I was at the presentation of the Fractional Flow Reserve versus Angiography for Multivessel Evaluation (FAME) II results during the European Society of Cardiology (ESC) meeting in Munich. Much of the drama of this trial and whether it would be a counterweight to the Clinical Outcomes Utilizing Revascularization and Aggressive Drug Evaluation (COURAGE) trial was dampened by the earlier press releases announcing its premature termination. As everyone now knows, the trial, using FFR to confirm that the lesions were truly capable of producing ischemia in a major territory, was positive. The disappointment was that the early termination based on urgent revascularization excess in the medically treated group made this the component that drove the decision for termination. It appeared from the Kaplan-Meier curves of myocardial infarction that this more universally accepted endpoint could have achieved a difference if the trial continued. Nonetheless, stopping was the call of the trialist and we should not second guess that decision. This was not a trial of FFR, but used the technology to establish a population who we would expect to benefit from PCIs to a greater extent than would have those in the COURAGE trial. Also at the ESC meeting, papers were presented on computed tomography angiography (CTA)-FFR and on CTA combined with perfusion measures. It is unclear which of these methods of noninvasively measuring form and function of coronary stenoses will prevail, but it is clear that the technology is progressing and some day there may be integrated diagnostic tests that establish both form and function to enable selection of appropriate interventions for stable coronary disease patients. When that day comes, will we be finished? Not by a long shot. The next step will be to add to form and function the capability to predict the future behavior of the lesions.
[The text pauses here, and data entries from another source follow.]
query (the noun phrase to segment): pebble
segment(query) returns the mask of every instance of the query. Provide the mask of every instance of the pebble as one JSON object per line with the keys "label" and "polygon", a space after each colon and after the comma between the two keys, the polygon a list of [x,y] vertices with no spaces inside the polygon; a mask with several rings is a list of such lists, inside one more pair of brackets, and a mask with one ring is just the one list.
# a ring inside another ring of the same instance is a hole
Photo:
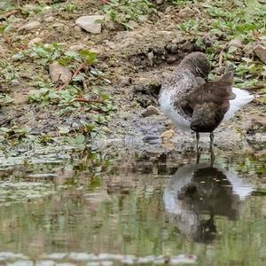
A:
{"label": "pebble", "polygon": [[0,55],[4,55],[5,54],[5,50],[4,47],[0,44]]}
{"label": "pebble", "polygon": [[181,9],[178,12],[178,17],[181,19],[192,18],[194,15],[194,11],[186,6]]}
{"label": "pebble", "polygon": [[82,16],[75,20],[75,24],[91,34],[99,34],[102,27],[99,20],[104,18],[101,15]]}
{"label": "pebble", "polygon": [[228,43],[228,46],[235,46],[238,48],[241,48],[242,47],[242,42],[240,39],[232,39]]}
{"label": "pebble", "polygon": [[160,138],[162,138],[162,139],[169,139],[169,138],[172,138],[174,136],[175,136],[174,129],[168,129],[168,130],[163,132],[160,135]]}
{"label": "pebble", "polygon": [[58,175],[51,174],[51,173],[28,175],[28,177],[31,177],[31,178],[49,178],[49,177],[57,177],[57,176],[58,176]]}
{"label": "pebble", "polygon": [[39,21],[32,21],[19,27],[19,31],[23,31],[23,30],[30,31],[38,28],[40,27],[41,27],[41,23]]}
{"label": "pebble", "polygon": [[54,21],[54,20],[55,20],[54,17],[50,16],[50,17],[44,19],[44,21],[45,22],[52,22],[52,21]]}
{"label": "pebble", "polygon": [[53,62],[49,66],[49,74],[53,82],[60,81],[63,83],[66,83],[72,78],[72,72],[58,62]]}
{"label": "pebble", "polygon": [[160,111],[158,108],[156,108],[155,106],[149,106],[142,113],[143,117],[148,117],[153,114],[160,114]]}
{"label": "pebble", "polygon": [[51,253],[48,254],[42,255],[42,258],[50,260],[63,260],[66,256],[66,253]]}
{"label": "pebble", "polygon": [[55,262],[53,261],[38,261],[35,266],[55,266]]}
{"label": "pebble", "polygon": [[35,43],[41,43],[42,41],[43,41],[43,39],[41,39],[39,37],[34,38],[28,42],[27,47],[30,48],[30,47],[34,46]]}
{"label": "pebble", "polygon": [[167,62],[168,64],[172,64],[172,63],[176,62],[176,60],[177,60],[176,56],[169,56],[167,58]]}
{"label": "pebble", "polygon": [[262,44],[256,44],[254,48],[254,52],[261,59],[262,62],[266,63],[266,47]]}
{"label": "pebble", "polygon": [[72,252],[69,258],[74,261],[97,261],[98,257],[93,254]]}
{"label": "pebble", "polygon": [[6,264],[7,266],[34,266],[34,262],[32,261],[17,261],[14,262],[10,262]]}
{"label": "pebble", "polygon": [[85,44],[74,44],[74,45],[71,45],[69,47],[70,51],[78,51],[85,50],[85,49],[86,49]]}

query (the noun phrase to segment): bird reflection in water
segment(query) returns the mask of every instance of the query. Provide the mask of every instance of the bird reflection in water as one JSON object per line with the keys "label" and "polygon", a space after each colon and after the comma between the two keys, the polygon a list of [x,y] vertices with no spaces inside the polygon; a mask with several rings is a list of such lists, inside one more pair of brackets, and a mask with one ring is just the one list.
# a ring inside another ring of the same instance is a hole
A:
{"label": "bird reflection in water", "polygon": [[215,217],[236,221],[241,201],[254,186],[231,168],[205,163],[187,165],[171,177],[164,192],[169,219],[189,240],[210,243],[216,236]]}

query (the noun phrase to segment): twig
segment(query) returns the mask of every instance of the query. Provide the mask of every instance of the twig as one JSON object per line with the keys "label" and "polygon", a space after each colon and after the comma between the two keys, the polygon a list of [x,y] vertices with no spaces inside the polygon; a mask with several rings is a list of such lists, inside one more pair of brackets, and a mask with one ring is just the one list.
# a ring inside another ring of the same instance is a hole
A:
{"label": "twig", "polygon": [[90,103],[102,104],[102,103],[104,103],[104,100],[100,99],[100,98],[98,98],[98,99],[88,99],[88,98],[76,98],[74,99],[74,101],[88,103],[88,104],[90,104]]}
{"label": "twig", "polygon": [[219,53],[219,61],[218,61],[219,67],[223,66],[223,49],[222,49]]}
{"label": "twig", "polygon": [[241,88],[241,90],[257,90],[266,88],[266,85],[258,85],[254,87],[246,87],[246,88]]}
{"label": "twig", "polygon": [[219,61],[218,61],[219,67],[223,66],[223,52],[224,52],[224,50],[226,49],[226,47],[227,47],[227,44],[223,45],[223,47],[222,48],[222,50],[219,53]]}
{"label": "twig", "polygon": [[84,63],[82,63],[78,68],[75,70],[75,72],[73,74],[70,81],[68,81],[67,82],[64,83],[61,87],[59,88],[59,90],[65,89],[66,86],[69,85],[69,83],[73,81],[73,79],[78,75],[80,74],[80,72],[86,66],[86,65]]}

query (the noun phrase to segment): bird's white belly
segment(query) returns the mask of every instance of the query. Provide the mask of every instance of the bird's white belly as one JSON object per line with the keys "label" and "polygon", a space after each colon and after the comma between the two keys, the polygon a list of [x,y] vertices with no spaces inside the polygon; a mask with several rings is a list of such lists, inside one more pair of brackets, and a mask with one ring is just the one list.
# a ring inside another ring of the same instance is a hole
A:
{"label": "bird's white belly", "polygon": [[177,129],[183,130],[191,130],[190,121],[180,115],[174,108],[171,100],[174,91],[164,90],[161,91],[159,98],[160,106],[162,112],[174,122]]}

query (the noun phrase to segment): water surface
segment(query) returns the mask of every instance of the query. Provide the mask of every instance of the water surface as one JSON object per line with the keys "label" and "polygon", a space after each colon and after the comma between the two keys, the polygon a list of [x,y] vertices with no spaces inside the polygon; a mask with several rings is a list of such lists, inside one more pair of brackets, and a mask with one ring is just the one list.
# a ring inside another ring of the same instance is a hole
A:
{"label": "water surface", "polygon": [[183,254],[197,265],[266,264],[265,157],[218,156],[213,166],[175,153],[50,159],[1,166],[3,263],[16,262],[3,254],[12,252],[32,263],[60,253],[51,261],[90,264],[73,255],[85,253],[136,256],[124,264]]}

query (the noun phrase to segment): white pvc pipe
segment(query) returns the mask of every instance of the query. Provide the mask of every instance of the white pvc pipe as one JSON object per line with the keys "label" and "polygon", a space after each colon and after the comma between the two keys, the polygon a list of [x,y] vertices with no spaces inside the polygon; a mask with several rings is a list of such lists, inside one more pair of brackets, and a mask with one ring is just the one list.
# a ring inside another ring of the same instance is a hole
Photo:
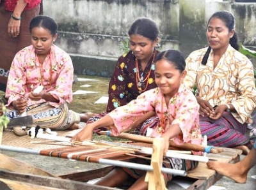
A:
{"label": "white pvc pipe", "polygon": [[[40,150],[33,150],[30,149],[15,147],[7,145],[0,145],[0,150],[13,151],[21,153],[28,153],[32,154],[40,155]],[[115,166],[125,167],[129,168],[134,168],[138,170],[141,170],[145,171],[153,171],[153,167],[148,165],[145,165],[141,164],[137,164],[125,161],[120,161],[116,160],[111,160],[100,158],[99,159],[99,163],[104,164],[109,164]],[[161,168],[161,171],[166,173],[172,173],[173,175],[186,176],[186,171],[173,170],[170,168]]]}
{"label": "white pvc pipe", "polygon": [[49,134],[44,134],[41,133],[37,133],[36,138],[71,143],[70,138],[60,136],[55,136]]}
{"label": "white pvc pipe", "polygon": [[[116,160],[107,159],[100,158],[99,163],[103,164],[108,164],[115,166],[125,167],[129,168],[138,169],[144,171],[153,171],[153,167],[149,165],[137,164],[134,163],[125,162]],[[186,176],[186,172],[184,170],[178,170],[170,168],[161,168],[161,171],[163,173],[171,173],[175,175]]]}

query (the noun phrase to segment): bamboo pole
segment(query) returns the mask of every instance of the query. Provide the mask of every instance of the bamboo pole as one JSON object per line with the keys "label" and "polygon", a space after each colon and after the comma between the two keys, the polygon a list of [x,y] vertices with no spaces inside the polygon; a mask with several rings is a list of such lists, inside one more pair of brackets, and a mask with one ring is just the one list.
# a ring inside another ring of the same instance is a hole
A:
{"label": "bamboo pole", "polygon": [[[100,135],[107,135],[108,131],[100,131],[99,133]],[[148,143],[153,143],[154,138],[147,137],[142,135],[137,135],[130,133],[121,133],[118,136],[114,136],[113,134],[110,133],[110,136],[122,138],[129,140],[132,140],[137,142],[146,142]],[[177,145],[174,142],[170,142],[170,146],[172,147],[182,149],[186,150],[193,150],[193,151],[200,151],[205,152],[204,147],[200,145],[195,145],[188,143],[184,143],[182,145]],[[222,152],[221,149],[211,149],[211,153],[218,153],[220,151]]]}
{"label": "bamboo pole", "polygon": [[[122,133],[121,133],[122,134]],[[126,133],[125,133],[126,134]],[[128,134],[128,135],[131,135],[131,134]],[[138,135],[136,135],[136,137],[143,137],[143,138],[147,138],[148,139],[150,139],[150,140],[154,140],[154,138],[148,138],[148,137],[145,137],[143,136],[138,136]],[[40,133],[40,136],[38,136],[39,138],[46,138],[48,140],[63,140],[65,142],[68,142],[70,140],[70,138],[68,138],[68,137],[63,137],[63,136],[56,136],[54,135],[47,135],[47,134],[43,134],[43,133]],[[36,137],[38,137],[38,136],[36,136]],[[95,146],[93,145],[93,141],[84,141],[83,142],[78,142],[77,144],[81,145],[86,145],[86,144],[88,144],[88,145],[92,145],[92,146]],[[75,142],[76,143],[76,142]],[[136,146],[136,147],[138,146]],[[121,149],[124,149],[125,147],[120,147]],[[143,149],[141,149],[141,150],[136,150],[137,152],[139,153],[143,153],[143,154],[152,154],[153,152],[153,149],[150,148],[150,147],[143,147]],[[204,157],[204,156],[196,156],[196,155],[189,155],[189,154],[180,154],[180,153],[175,153],[175,152],[172,152],[171,150],[168,150],[166,152],[166,157],[177,157],[177,158],[180,158],[180,159],[188,159],[188,160],[193,160],[193,161],[198,161],[200,162],[203,162],[203,163],[207,163],[209,161],[209,158],[208,157]]]}
{"label": "bamboo pole", "polygon": [[[0,150],[8,150],[8,151],[13,151],[17,152],[21,152],[21,153],[28,153],[36,155],[41,155],[41,156],[45,156],[41,154],[41,150],[32,150],[26,148],[22,148],[22,147],[15,147],[12,146],[7,146],[7,145],[0,145]],[[153,167],[152,166],[141,164],[137,164],[134,163],[129,163],[125,161],[116,161],[116,160],[111,160],[104,158],[100,158],[97,159],[96,162],[95,159],[88,159],[89,161],[92,161],[91,162],[95,162],[99,164],[108,164],[112,165],[115,166],[120,166],[120,167],[125,167],[129,168],[134,168],[138,169],[144,171],[153,171]],[[175,175],[180,175],[180,176],[186,176],[186,171],[183,170],[174,170],[170,168],[162,168],[161,170],[161,172],[166,173],[171,173]]]}

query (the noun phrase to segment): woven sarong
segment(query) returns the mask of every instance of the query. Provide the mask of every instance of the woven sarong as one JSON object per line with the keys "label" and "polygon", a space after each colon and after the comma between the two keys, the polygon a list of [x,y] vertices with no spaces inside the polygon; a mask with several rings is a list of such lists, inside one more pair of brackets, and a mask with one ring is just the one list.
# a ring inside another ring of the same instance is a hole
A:
{"label": "woven sarong", "polygon": [[250,141],[244,135],[247,124],[241,124],[227,112],[218,120],[200,116],[200,126],[202,134],[207,136],[208,145],[234,147],[246,145]]}
{"label": "woven sarong", "polygon": [[[16,110],[8,110],[9,119],[19,117]],[[33,124],[29,127],[39,126],[42,128],[50,128],[54,130],[65,130],[74,123],[80,122],[79,114],[68,110],[65,103],[55,108],[47,102],[33,105],[27,108],[27,115],[32,115]]]}
{"label": "woven sarong", "polygon": [[20,33],[17,38],[10,37],[8,24],[12,12],[5,10],[0,4],[0,90],[5,91],[9,69],[15,55],[31,44],[29,33],[30,21],[39,13],[40,5],[22,12]]}

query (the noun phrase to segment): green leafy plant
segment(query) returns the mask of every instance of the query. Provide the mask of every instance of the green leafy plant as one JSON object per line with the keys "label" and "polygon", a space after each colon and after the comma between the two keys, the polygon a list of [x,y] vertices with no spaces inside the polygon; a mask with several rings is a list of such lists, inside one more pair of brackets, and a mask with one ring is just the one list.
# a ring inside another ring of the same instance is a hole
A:
{"label": "green leafy plant", "polygon": [[[2,107],[2,110],[0,113],[2,113],[3,115],[0,116],[0,127],[4,127],[4,129],[7,128],[7,124],[8,124],[10,120],[8,119],[6,115],[5,114],[6,112],[6,108],[4,106],[1,106]],[[0,106],[1,108],[1,106]],[[0,114],[1,115],[1,114]]]}
{"label": "green leafy plant", "polygon": [[[246,56],[248,55],[256,58],[256,51],[253,51],[246,48],[241,43],[239,43],[239,52]],[[254,69],[253,72],[254,72],[254,78],[255,78],[256,80],[256,69]],[[197,94],[197,88],[196,85],[195,85],[194,87],[193,88],[192,92],[193,94],[194,94],[194,95],[196,95]]]}
{"label": "green leafy plant", "polygon": [[[242,43],[239,43],[239,52],[244,55],[249,55],[256,58],[256,52],[246,48],[242,45]],[[256,78],[256,69],[253,69],[253,71],[254,78]]]}
{"label": "green leafy plant", "polygon": [[121,47],[121,50],[123,52],[123,54],[128,53],[130,50],[129,40],[125,39],[122,40],[120,46]]}

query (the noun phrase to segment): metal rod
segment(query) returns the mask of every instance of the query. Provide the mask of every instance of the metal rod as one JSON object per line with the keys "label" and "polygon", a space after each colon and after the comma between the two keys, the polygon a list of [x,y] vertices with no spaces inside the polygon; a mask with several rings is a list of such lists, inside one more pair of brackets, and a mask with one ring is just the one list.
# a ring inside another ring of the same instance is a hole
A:
{"label": "metal rod", "polygon": [[[21,153],[28,153],[31,154],[41,155],[40,150],[33,150],[30,149],[26,149],[22,147],[12,147],[7,145],[0,145],[0,150],[8,150],[12,152],[21,152]],[[145,171],[153,171],[153,167],[148,165],[136,164],[129,162],[120,161],[116,160],[111,160],[100,158],[99,159],[99,163],[104,164],[109,164],[115,166],[125,167],[129,168],[134,168]],[[161,171],[166,173],[172,173],[173,175],[186,176],[186,172],[183,170],[173,170],[170,168],[161,168]]]}
{"label": "metal rod", "polygon": [[[47,134],[40,133],[40,134],[39,134],[39,136],[36,136],[36,137],[48,139],[48,140],[70,142],[70,138],[63,137],[63,136],[56,136],[54,135],[47,135]],[[84,141],[82,143],[86,144],[88,143],[90,143],[90,142]],[[138,150],[138,152],[144,153],[144,154],[152,154],[153,149],[150,148],[150,147],[142,147],[142,149],[141,149],[141,150]],[[165,156],[169,157],[176,157],[176,158],[180,158],[180,159],[184,159],[197,161],[203,162],[203,163],[207,163],[209,161],[209,157],[206,157],[206,156],[196,156],[196,155],[186,154],[180,154],[180,153],[173,153],[173,152],[172,152],[172,151],[168,151],[168,150],[167,150]]]}
{"label": "metal rod", "polygon": [[[153,171],[153,167],[149,165],[137,164],[130,162],[125,162],[116,160],[107,159],[100,158],[99,163],[103,164],[109,164],[115,166],[125,167],[129,168],[138,169],[144,171]],[[176,175],[186,176],[186,172],[184,170],[178,170],[170,168],[161,168],[161,171],[163,173],[172,173]]]}

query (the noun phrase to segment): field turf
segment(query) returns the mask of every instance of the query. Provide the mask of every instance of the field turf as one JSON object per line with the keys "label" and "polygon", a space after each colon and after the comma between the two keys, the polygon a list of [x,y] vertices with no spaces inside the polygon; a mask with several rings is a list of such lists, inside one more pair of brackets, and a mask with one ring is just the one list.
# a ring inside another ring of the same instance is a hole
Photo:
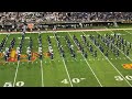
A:
{"label": "field turf", "polygon": [[[113,31],[88,31],[88,32],[57,32],[61,44],[64,47],[65,58],[61,56],[57,48],[57,42],[54,33],[42,33],[43,53],[48,52],[47,35],[51,37],[54,50],[54,59],[43,55],[43,59],[36,58],[34,62],[8,62],[0,57],[0,87],[131,87],[132,86],[132,69],[125,69],[123,64],[132,64],[132,48],[127,56],[122,50],[119,50],[119,57],[114,56],[112,51],[107,45],[98,40],[109,51],[109,56],[103,53],[91,42],[89,35],[100,34],[105,36],[113,33],[120,34],[121,37],[132,43],[132,30],[113,30]],[[88,52],[88,58],[78,51],[77,45],[73,40],[73,35],[79,40],[85,52]],[[92,45],[94,51],[97,51],[97,57],[92,56],[88,47],[81,41],[81,35],[85,35],[87,42]],[[67,47],[65,36],[68,36],[76,53],[76,58],[73,58],[70,51]],[[0,43],[7,34],[0,34]],[[10,46],[12,38],[16,40],[14,48],[21,41],[21,34],[10,34],[3,47]],[[25,37],[32,37],[33,52],[38,50],[38,33],[26,33]],[[129,44],[129,43],[128,43]],[[22,54],[26,54],[29,38],[24,38]],[[129,46],[128,46],[129,48]]]}

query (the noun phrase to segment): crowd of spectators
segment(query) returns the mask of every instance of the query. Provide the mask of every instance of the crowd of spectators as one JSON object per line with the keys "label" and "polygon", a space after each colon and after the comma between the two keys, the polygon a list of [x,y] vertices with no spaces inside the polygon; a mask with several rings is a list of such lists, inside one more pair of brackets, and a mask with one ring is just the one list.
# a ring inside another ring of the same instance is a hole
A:
{"label": "crowd of spectators", "polygon": [[0,12],[0,23],[132,20],[132,12]]}

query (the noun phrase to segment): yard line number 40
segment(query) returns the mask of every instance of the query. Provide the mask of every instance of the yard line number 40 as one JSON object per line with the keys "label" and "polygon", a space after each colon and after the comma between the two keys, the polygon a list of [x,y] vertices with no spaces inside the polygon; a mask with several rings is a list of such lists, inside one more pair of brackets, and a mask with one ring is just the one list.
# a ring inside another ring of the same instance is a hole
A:
{"label": "yard line number 40", "polygon": [[[72,82],[79,84],[84,79],[86,79],[86,78],[73,78]],[[63,79],[61,82],[63,82],[63,84],[69,84],[68,79]]]}

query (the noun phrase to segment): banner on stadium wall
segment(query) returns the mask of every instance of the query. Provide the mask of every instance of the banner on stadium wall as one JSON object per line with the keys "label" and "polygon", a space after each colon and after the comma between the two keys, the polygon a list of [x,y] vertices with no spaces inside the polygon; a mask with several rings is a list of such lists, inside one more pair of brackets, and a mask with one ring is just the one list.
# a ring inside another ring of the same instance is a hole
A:
{"label": "banner on stadium wall", "polygon": [[34,24],[33,23],[29,23],[28,24],[28,29],[30,29],[30,31],[32,31],[34,29]]}

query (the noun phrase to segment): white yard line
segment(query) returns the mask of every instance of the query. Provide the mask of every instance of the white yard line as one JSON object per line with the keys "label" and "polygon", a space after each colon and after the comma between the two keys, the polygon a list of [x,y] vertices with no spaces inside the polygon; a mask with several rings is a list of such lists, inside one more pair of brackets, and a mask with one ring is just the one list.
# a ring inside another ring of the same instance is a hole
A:
{"label": "white yard line", "polygon": [[[55,33],[54,33],[54,37],[55,37]],[[56,38],[55,38],[55,40],[56,40]],[[56,40],[56,41],[57,41],[57,40]],[[64,67],[65,67],[65,69],[66,69],[66,73],[67,73],[67,76],[68,76],[68,79],[69,79],[70,86],[74,87],[73,84],[72,84],[72,80],[70,80],[70,76],[69,76],[68,69],[67,69],[67,67],[66,67],[66,63],[65,63],[65,61],[64,61],[63,57],[62,57],[62,59],[63,59]]]}
{"label": "white yard line", "polygon": [[[81,31],[109,31],[109,30],[132,30],[132,28],[130,29],[98,29],[98,30],[57,30],[56,32],[81,32]],[[38,33],[37,31],[33,31],[33,32],[26,32],[26,33]],[[53,31],[41,31],[41,33],[53,33]],[[0,34],[21,34],[21,32],[1,32]]]}
{"label": "white yard line", "polygon": [[[84,32],[82,32],[84,33]],[[85,34],[85,33],[84,33]],[[85,34],[86,35],[86,34]],[[89,40],[90,41],[90,40]],[[90,41],[91,42],[91,41]],[[91,42],[92,43],[92,42]],[[92,43],[94,44],[94,43]],[[95,44],[94,44],[95,45]],[[96,46],[96,45],[95,45]],[[97,47],[97,46],[96,46]],[[98,47],[97,47],[98,48]],[[98,48],[99,50],[99,48]],[[100,50],[99,50],[100,51]],[[103,55],[103,53],[100,51],[100,53]],[[103,55],[105,56],[105,55]],[[108,57],[105,56],[105,58],[112,65],[112,67],[123,77],[123,75],[116,68],[116,66],[110,62]],[[132,87],[132,85],[123,77],[123,79],[129,84],[129,86]]]}
{"label": "white yard line", "polygon": [[16,75],[18,75],[19,64],[20,64],[20,61],[18,62],[18,66],[16,66],[16,70],[15,70],[15,76],[14,76],[14,80],[13,80],[13,87],[15,86],[15,81],[16,81]]}
{"label": "white yard line", "polygon": [[[98,34],[100,34],[98,31],[96,31]],[[112,32],[112,31],[111,31]],[[113,32],[112,32],[113,33]],[[101,34],[100,34],[101,35]],[[113,44],[113,46],[114,46],[114,44]],[[117,47],[117,46],[114,46],[114,47]],[[117,47],[118,48],[118,47]],[[118,48],[119,50],[119,48]],[[125,55],[121,50],[119,50],[123,55]],[[127,56],[127,55],[125,55]],[[132,59],[129,57],[129,56],[127,56],[131,62],[132,62]]]}
{"label": "white yard line", "polygon": [[41,61],[41,73],[42,73],[42,87],[44,87],[43,66]]}
{"label": "white yard line", "polygon": [[69,73],[68,73],[68,70],[67,70],[66,63],[65,63],[64,58],[63,58],[63,62],[64,62],[64,66],[65,66],[67,76],[68,76],[68,78],[69,78],[70,86],[73,87],[73,84],[72,84],[72,80],[70,80],[70,76],[69,76]]}
{"label": "white yard line", "polygon": [[[69,33],[68,33],[69,34]],[[72,35],[69,34],[70,38],[72,38]],[[72,38],[73,40],[73,38]],[[74,40],[73,40],[74,42]],[[75,43],[75,42],[74,42]],[[76,43],[75,43],[76,45]],[[77,46],[77,45],[76,45]],[[82,54],[81,54],[82,55]],[[82,55],[84,57],[84,55]],[[85,58],[85,57],[84,57]],[[86,63],[87,63],[87,66],[90,68],[91,73],[94,74],[94,76],[96,77],[97,81],[99,82],[100,87],[102,87],[101,82],[99,81],[98,77],[96,76],[95,72],[92,70],[92,68],[90,67],[89,63],[87,62],[87,59],[85,58]]]}
{"label": "white yard line", "polygon": [[[125,30],[123,30],[123,31],[125,31]],[[125,32],[132,35],[132,33],[131,33],[131,32],[129,32],[129,31],[125,31]]]}

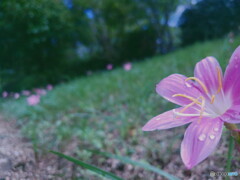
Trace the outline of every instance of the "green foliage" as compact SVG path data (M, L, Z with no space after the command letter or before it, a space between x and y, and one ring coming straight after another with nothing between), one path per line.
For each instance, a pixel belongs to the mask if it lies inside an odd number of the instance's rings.
M202 0L191 6L180 19L182 44L219 38L240 26L238 0Z
M61 0L2 0L0 66L8 86L34 75L53 82L73 43L73 22ZM31 82L30 84L34 84ZM37 84L35 82L35 84Z
M171 153L179 148L174 146L175 141L182 137L168 137L166 144L152 138L152 133L142 132L141 127L150 118L174 107L155 92L155 85L172 73L192 76L194 65L206 56L215 56L224 69L239 38L234 42L224 39L195 44L133 63L128 72L119 68L63 83L42 96L37 106L28 106L24 97L2 100L1 115L7 120L16 119L36 147L64 152L76 142L77 158L103 167L105 160L96 160L85 149L132 157L139 153L136 147L141 146L140 158L161 169L149 154L158 152L160 161L170 161ZM161 136L160 131L157 133ZM149 173L149 179L155 175Z
M99 155L106 156L106 157L109 157L109 158L118 159L118 160L120 160L124 163L132 164L135 167L144 168L148 171L152 171L152 172L155 172L155 173L157 173L161 176L164 176L165 178L167 178L169 180L179 180L177 177L175 177L171 174L168 174L167 172L165 172L161 169L158 169L157 167L152 166L152 165L150 165L146 162L134 161L134 160L132 160L128 157L125 157L125 156L118 156L118 155L110 154L110 153L106 153L106 152L98 152L98 151L91 151L91 152L93 152L94 154L99 154Z
M96 174L99 174L99 175L101 175L101 176L103 176L103 177L106 177L106 178L108 178L108 179L112 179L112 180L123 180L122 178L120 178L120 177L118 177L118 176L116 176L116 175L114 175L114 174L112 174L112 173L110 173L110 172L104 171L104 170L102 170L102 169L100 169L100 168L97 168L97 167L91 165L91 164L84 163L83 161L80 161L80 160L78 160L78 159L75 159L75 158L73 158L73 157L71 157L71 156L67 156L67 155L65 155L65 154L62 154L62 153L59 153L59 152L56 152L56 151L50 151L50 152L53 153L53 154L55 154L55 155L57 155L57 156L59 156L59 157L61 157L61 158L65 158L65 159L67 159L68 161L71 161L71 162L73 162L74 164L77 164L77 165L79 165L79 166L81 166L81 167L83 167L83 168L86 168L86 169L88 169L88 170L90 170L90 171L93 171L93 172L95 172Z

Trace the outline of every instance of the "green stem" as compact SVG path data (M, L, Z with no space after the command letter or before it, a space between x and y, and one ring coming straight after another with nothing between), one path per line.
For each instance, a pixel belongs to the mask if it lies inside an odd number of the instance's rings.
M230 135L226 172L231 171L231 164L232 164L232 158L233 158L233 148L234 148L234 138ZM227 177L227 179L229 179L229 177Z

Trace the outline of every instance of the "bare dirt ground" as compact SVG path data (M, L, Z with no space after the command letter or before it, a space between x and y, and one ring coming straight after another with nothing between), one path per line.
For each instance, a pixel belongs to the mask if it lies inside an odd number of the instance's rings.
M48 179L75 179L74 177L86 177L81 176L77 171L76 166L63 159L56 157L50 153L44 156L38 155L34 152L34 148L30 141L21 136L17 130L15 122L6 122L0 117L0 180L48 180ZM160 132L152 133L151 138L156 139L156 142L167 143L170 137L178 134L183 134L184 129L179 128L176 131L165 131L164 134ZM149 137L148 137L149 138ZM148 138L140 137L139 143L135 146L136 153L132 155L132 159L143 159L143 153L145 152L144 145L148 145ZM141 143L140 143L141 142ZM166 153L166 157L159 157L161 152L161 146L159 146L159 152L156 154L150 153L149 159L151 164L161 166L161 169L166 172L177 176L180 179L186 180L207 180L207 179L225 179L225 177L211 177L210 172L224 172L227 156L227 139L224 136L215 151L207 160L199 164L192 170L187 170L180 158L179 147L181 138L175 141L172 147L171 153ZM63 153L73 155L72 152L78 146L77 140L69 144ZM164 149L164 148L163 148ZM161 153L160 153L161 154ZM96 158L96 159L95 159ZM96 162L97 157L93 157ZM123 164L118 160L107 159L103 164L97 163L97 166L111 171L124 179L129 180L162 180L161 176L157 176L154 173L144 171L141 168L136 168L131 165ZM235 151L232 171L239 172L239 152ZM232 177L231 179L238 179L238 177ZM100 177L91 176L89 180L101 179Z
M23 138L15 122L0 117L0 179L71 179L72 165L54 155L39 158L32 144Z

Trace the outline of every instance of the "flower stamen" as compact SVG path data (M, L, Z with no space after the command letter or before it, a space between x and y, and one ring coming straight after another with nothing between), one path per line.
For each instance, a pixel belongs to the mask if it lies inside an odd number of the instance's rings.
M220 71L219 67L217 67L217 73L218 73L218 84L219 84L217 93L219 93L223 87L222 86L222 76L221 76L221 71Z
M189 81L189 80L194 80L194 81L198 82L198 84L200 84L200 86L203 88L204 92L206 94L208 94L207 86L200 79L198 79L196 77L189 77L189 78L185 79L185 81Z
M205 110L205 104L206 104L205 98L203 96L200 96L199 98L202 99L202 105L201 105L201 111L200 111L200 117L199 117L198 123L200 123L201 120L202 120L203 113L204 113L204 110Z
M212 95L212 97L211 97L211 104L213 104L214 101L215 101L215 95Z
Plaque composition and its predictive value will be the next frontier and may require invasive investigation. We welcome with anticipation papers reporting the results of studies using all of these technologies to improve our clinical decision making. I am sure that regardless of the accuracy of these measures of anatomy, functional significance, and plaque behavior, the integration of these features will still require the judgment of the increasingly well-informed cardiologist. And, that is a good thing!